Radio-Canada / Émilie Robert

Texte : Stéphanie Dupuis Illustration : Émilie Robert

Télécharger le film ou la série télé de l’heure à partir d’un site public illégal de torrents comporte son lot de risques pour la cybersécurité.

En ces temps difficiles économiquement, nombre d’internautes sont en quête de solutions de rechange abordables – mais pas toujours légales – pour avoir accès à du divertissement. Voici le deuxième article d’une série de cinq sur le sujet.

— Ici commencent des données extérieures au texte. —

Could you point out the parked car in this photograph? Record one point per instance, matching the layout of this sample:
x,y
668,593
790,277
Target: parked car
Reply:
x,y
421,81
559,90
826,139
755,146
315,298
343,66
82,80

Avec la hausse des tarifs de nombreux services de diffusion en continu, la fin du partage de mot de passe de Netflix et l’offre fragmentée de séries télé et de films, nombre d’internautes se tournent vers les sites illégaux de torrents pour ménager leur portefeuille.

Qu’est-ce qu’un torrent?

Il s’agit d’un protocole de transfert de fichiers ou de données entre plusieurs internautes, d’égal à égal, à travers un réseau informatique. Il a pour particularité de ne pas surcharger la bande passante et le serveur original sur lequel les informations se trouvent.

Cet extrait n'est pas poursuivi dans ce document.